I have always wondered what it would look like if binary flatfiles were encoded in a readable way, and if I could come up with something relatively efficient.
This is the result of that question, answered by a very sleep-deprived me on a cold Tuesday night in February 2023. I've since cleaned it up a bit.
Caveats
If you actually need to store data efficiently but in an ASCII format, I highly suggest looking elsewhere. Packing data to binary and then dumping to Base64 is probably way better than this burning dumpster fire.
Installing
pip install https://gitlab.com/N3X15/ascson.git
Usage
Encoding
import ascson
o: str = ascson.dumps({
'a': 1,
'b': 2.5,
'c': True,
'd': 'A longer string.'
})
print(o)
d4S1ai1S1bFGK4S1ctS1dSG1A longer string.
Decoding
import ascson
o = ascson.loads('d4S1ai1S1bFGK4S1ctS1dSG1A longer string.')
print(repr(o))
OrderedDict([('a', 1), ('b', 2.5), ('c', True), ('d', 'A longer string.')])
How it works
Let's break it up a bit.
# ints are encoded as 4-bit integers with a 5th bit,
# used to tell the parser whether to continue reading characters.

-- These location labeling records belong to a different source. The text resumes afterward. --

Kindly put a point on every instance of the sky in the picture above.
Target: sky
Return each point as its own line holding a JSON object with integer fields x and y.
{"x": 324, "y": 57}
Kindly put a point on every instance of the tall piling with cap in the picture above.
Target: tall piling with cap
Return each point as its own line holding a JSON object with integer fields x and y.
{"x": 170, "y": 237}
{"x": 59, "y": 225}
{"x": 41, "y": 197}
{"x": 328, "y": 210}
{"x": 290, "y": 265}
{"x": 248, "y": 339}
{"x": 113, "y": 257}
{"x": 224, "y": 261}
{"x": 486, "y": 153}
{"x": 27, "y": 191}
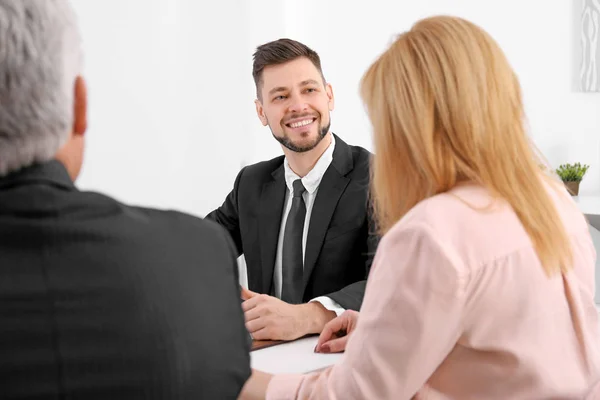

assert ascson.dumps(1) == "i1"
assert ascson.dumps(-1) == "i-1"
assert ascson.dumps(123) == "iR7"
# String constants are prefixed with 'S' and the 4-bit encoded length of the string in characters (NOT bytes).
assert ascson.dumps("") == "S0"
assert ascson.dumps("a") == "S1a"
# Floats are prefixed with 'F', converted to bytes (double-format for accuracy), read as a big-endian integer, encoded as an ascson integer.
assert ascson.dumps(1.5) == "FVJOF"
# True booleans are presented as the letter 't'
assert ascson.dumps(True) == "t"
# False booleans are presented as the letter 'f'
assert ascson.dumps(False) == "f"
# Dictionaries are prefixed with 'd' and the 4-bit encoded length of the dictionary.
# Each key-value pair then follows.
assert ascson.dumps(dict()) == "d0"
assert ascson.dumps(dict(a=2)) == "d1S1ai2"
# Lists are prefixed with 'l' and the 4-bit encoded length of the list
assert ascson.dumps([]) == "l0"
assert ascson.dumps(["a"]) == "l1S1a"
License
As usual, this is available to you under the Terms of the MIT Open-Source License Agreement.
Contributing
Any merge requests or issue reports are welcome. I have a day job, so this may get updated infrequently.